Our wheels are hub centric, those spacers are not....that puts a far greater load on the lugs and studs than the car was designed for.


----------



## SneakerFix (Jul 28, 2013)

YIN said:


> I was in Auto Zone a couple of days ago and I noticed they sold wheel spacers similar to this http://www.amazon.com/gp/aw/d/B001O0GK9K/ref=s9_topr_hm_b13u07_g263_i9
> 
> I assume they are garbage but am looking for more opinions.


anything over 5mm you'll need it to be hub centric


----------



## Jim Frye (Mar 16, 2011)

I ran 1/4" spacer plates on my '97 Civic EX for 12 years.

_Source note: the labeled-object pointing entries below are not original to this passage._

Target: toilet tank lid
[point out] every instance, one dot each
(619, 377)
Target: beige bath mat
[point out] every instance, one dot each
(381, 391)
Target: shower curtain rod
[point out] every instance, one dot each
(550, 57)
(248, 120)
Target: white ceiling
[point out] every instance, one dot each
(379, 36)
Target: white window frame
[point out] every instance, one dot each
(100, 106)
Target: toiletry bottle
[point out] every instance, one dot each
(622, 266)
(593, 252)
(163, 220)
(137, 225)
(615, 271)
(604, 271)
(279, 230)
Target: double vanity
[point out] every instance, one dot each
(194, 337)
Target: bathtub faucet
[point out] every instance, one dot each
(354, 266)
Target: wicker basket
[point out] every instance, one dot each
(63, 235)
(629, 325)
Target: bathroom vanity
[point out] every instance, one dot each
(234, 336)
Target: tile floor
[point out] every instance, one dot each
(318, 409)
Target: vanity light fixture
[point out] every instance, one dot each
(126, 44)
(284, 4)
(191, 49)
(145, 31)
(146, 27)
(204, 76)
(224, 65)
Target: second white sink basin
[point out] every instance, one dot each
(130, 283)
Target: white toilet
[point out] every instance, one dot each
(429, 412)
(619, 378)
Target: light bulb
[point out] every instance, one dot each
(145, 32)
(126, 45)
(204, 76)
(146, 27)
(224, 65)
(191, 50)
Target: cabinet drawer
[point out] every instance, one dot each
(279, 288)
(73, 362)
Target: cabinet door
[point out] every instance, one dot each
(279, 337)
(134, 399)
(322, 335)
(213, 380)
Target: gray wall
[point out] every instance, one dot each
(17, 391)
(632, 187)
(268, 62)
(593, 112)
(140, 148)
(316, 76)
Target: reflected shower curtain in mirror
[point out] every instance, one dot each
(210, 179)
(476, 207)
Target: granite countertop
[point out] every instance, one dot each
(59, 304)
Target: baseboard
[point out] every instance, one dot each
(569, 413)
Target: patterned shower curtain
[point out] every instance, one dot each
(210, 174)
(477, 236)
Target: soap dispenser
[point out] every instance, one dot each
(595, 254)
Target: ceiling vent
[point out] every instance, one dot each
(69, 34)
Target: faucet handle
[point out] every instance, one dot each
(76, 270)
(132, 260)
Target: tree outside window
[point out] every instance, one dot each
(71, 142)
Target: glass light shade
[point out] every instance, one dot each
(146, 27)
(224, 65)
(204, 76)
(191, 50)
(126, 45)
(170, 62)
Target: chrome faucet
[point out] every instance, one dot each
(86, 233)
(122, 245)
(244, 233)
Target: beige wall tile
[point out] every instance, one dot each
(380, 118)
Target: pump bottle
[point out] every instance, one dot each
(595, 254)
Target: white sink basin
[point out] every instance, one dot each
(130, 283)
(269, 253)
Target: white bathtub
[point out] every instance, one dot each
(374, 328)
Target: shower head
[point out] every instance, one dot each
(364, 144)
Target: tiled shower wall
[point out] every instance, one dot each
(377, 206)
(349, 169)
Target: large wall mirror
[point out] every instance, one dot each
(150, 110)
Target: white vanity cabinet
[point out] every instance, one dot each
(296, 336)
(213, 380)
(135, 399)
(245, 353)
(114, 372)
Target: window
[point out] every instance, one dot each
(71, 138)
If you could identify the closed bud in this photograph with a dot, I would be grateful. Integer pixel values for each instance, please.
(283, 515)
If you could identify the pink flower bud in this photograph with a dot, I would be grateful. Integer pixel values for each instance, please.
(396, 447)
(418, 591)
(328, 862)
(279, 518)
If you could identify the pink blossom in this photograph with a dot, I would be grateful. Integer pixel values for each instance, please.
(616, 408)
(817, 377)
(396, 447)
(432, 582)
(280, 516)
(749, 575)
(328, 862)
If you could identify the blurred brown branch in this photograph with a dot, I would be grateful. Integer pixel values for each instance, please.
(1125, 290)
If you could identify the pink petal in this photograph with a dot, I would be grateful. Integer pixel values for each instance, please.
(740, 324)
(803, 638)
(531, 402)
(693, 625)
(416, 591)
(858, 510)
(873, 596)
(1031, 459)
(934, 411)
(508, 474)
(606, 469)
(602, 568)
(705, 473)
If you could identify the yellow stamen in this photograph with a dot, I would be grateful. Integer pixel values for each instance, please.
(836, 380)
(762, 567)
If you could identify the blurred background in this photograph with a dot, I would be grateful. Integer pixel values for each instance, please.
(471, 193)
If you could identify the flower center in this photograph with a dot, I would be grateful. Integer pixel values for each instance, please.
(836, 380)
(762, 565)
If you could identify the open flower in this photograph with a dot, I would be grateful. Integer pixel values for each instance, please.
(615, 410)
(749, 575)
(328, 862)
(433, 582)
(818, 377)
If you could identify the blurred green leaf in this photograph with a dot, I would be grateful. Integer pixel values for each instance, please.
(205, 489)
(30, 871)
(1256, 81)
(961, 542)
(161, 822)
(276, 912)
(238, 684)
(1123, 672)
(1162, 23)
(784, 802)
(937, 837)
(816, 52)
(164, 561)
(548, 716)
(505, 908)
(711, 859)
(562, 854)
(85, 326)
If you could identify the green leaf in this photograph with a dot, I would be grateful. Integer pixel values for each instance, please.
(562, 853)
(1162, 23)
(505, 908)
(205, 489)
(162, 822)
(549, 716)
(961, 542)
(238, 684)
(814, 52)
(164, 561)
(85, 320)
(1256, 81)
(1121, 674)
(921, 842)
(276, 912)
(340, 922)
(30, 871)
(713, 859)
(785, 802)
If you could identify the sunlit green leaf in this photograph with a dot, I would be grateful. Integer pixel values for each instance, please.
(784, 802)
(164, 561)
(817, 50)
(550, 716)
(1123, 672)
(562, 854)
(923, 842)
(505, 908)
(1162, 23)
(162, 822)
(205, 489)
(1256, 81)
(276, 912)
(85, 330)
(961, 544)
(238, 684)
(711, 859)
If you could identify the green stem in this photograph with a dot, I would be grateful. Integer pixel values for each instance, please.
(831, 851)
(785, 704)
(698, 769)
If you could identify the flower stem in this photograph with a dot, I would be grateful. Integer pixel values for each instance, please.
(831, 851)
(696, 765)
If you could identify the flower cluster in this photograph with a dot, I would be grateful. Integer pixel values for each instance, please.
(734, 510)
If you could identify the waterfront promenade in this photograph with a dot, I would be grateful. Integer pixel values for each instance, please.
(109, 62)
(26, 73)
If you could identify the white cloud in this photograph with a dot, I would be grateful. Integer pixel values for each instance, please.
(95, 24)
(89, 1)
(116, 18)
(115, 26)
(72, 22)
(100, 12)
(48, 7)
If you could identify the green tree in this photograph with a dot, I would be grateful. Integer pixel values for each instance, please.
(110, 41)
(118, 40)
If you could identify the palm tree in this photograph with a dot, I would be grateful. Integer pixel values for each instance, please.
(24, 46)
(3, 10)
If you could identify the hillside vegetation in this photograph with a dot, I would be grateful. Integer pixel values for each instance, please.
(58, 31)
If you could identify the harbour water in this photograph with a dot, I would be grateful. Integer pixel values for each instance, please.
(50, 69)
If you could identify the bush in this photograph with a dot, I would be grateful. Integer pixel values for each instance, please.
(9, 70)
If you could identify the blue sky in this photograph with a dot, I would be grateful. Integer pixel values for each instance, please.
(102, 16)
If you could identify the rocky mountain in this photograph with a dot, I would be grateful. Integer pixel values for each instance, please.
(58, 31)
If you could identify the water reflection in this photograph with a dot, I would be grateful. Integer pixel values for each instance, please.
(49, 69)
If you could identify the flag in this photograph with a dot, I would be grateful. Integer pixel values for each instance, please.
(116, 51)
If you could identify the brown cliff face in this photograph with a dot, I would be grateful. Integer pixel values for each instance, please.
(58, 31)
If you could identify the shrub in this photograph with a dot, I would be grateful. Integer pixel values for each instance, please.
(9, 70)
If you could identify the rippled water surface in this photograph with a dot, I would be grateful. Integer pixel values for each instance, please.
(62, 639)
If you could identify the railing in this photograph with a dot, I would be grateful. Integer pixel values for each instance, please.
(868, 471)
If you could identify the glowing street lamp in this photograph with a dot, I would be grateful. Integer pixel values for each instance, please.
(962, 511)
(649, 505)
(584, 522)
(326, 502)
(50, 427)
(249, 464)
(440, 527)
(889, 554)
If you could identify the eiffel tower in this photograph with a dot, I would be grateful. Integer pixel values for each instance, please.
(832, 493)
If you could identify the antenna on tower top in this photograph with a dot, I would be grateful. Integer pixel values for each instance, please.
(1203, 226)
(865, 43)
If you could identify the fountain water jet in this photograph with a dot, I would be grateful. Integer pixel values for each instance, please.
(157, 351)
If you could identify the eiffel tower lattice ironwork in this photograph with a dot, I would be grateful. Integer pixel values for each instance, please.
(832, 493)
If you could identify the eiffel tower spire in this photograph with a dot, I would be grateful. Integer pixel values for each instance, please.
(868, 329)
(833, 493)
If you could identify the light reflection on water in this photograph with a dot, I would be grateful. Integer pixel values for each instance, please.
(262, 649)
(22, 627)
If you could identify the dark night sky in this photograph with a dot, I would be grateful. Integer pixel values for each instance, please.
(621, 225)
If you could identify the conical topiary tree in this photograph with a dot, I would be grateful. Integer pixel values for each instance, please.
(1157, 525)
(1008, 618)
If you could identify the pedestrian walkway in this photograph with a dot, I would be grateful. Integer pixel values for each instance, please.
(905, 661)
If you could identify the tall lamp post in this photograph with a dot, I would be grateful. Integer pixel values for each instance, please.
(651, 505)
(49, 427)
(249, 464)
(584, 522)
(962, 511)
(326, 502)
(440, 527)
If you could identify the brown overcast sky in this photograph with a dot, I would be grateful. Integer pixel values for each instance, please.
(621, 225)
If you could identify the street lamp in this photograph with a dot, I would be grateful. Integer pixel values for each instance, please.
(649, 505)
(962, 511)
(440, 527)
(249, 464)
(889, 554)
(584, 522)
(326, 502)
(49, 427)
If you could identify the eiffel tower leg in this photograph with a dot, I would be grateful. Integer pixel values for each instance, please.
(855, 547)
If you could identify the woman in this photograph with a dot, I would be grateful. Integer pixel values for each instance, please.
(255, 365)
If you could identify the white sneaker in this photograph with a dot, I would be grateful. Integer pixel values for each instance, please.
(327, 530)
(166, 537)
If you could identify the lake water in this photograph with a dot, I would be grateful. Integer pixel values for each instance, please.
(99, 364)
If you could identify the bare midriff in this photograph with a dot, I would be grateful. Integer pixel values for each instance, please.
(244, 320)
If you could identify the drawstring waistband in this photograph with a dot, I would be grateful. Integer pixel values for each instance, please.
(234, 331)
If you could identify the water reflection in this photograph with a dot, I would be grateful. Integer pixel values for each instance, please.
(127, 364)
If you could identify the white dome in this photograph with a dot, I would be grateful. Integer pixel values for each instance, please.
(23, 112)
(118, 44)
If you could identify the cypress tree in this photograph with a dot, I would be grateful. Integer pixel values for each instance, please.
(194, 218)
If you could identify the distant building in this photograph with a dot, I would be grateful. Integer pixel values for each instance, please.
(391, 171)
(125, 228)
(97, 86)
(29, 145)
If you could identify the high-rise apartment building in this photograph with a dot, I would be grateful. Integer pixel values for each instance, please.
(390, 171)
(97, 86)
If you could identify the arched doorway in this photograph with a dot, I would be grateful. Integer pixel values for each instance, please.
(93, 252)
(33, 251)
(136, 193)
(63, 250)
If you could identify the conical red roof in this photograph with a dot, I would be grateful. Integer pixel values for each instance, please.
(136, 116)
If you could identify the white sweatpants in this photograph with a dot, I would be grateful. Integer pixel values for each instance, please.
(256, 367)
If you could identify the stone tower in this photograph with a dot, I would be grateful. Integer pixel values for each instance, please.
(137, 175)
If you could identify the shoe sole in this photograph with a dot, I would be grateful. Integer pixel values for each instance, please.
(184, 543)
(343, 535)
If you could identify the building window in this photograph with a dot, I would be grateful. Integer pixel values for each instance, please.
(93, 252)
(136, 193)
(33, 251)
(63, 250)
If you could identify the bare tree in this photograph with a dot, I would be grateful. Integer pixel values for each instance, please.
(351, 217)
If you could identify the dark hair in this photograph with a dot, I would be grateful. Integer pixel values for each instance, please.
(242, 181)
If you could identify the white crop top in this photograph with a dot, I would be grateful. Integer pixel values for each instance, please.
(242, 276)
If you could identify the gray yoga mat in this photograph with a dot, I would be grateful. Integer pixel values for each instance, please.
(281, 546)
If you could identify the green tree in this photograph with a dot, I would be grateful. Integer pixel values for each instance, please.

The dealer put them on to fit the ultralight HX wheels I ordered with the car. The last four years, the car had 1/8" plates fitted, as a tire tech thought they were too much for the stock studs. Never had an issue with them in the 16 years I owned the car. I tried the plates on my '92 Saturn SC and it completely threw the suspension off. Turned it into the most ill handling thing I'd ever driven. Different cars and suspensions have different requirements.


----------



## Ger8mm (Mar 13, 2014)

Just pop a Viagra in the tank, then those lugs will grow some balls!


----------



## Smurfenstein (Nov 16, 2011)

SneakerFix said:


> anything over 5mm you'll need it to be hub centric


Any spacer regardless of how thick, needs to be hub centric. Other wise the contact patch with the hub wont be enough to hold the full load put on the wheel.


----------



## SneakerFix (Jul 28, 2013)

Smurfenstein said:


> Any spacer regardless of how thick, needs to be hub centric. Other wise the contact patch with the hub wont be enough to hold the full load put on the wheel.



Not always true works for some cars not all. I've ran up to a 25mm on my 240 then put the Same on another car and had major issues.. But then again the spacers I used were custom made not off the rack


----------



## YIN (Dec 6, 2014)

Thanks for the info guys.


----------



## CHEVYCRUZE RS (Mar 29, 2011)

keep it stock, ive seen some spacers go real bad lol but then again if its done right itll look nice on the cruze.


----------



## XtremeRevolution (Jan 19, 2012)

All wheel spacers are "off road use only."

I've seen wheels fall off of $400 custom built spacers.


----------



## Smurfenstein (Nov 16, 2011)

SneakerFix said:


> Not always true works for some cars not all. I've ran up to a 25mm on my 240 then put the Same on another car and had major issues.. But then again the spacers I used were custom made not off the rack


25mm spacers means that your wheel wasn't on the hub, and the stress was being put on the wheel studs. Not to mention that 25mm on normal studs mean that your lug nuts weren't grabbing enough thread to actually hold proper. My guess is that the stock 240 studs were longer, and a higher grade stud, to where it was able to handle the extra stress without going bad, where as your other car had weaker/shorter studs that started to give.

Your wheel studs are ONLY designed to prevent your wheel from moving away from your rotor. Your hub is designed to hold the weight of the car to he wheel. Not having that contact patch on the hub is just asking for studs to shear from force, or bend, causing wheel bearing damage, or a wheel going rogue while you're driving.


----------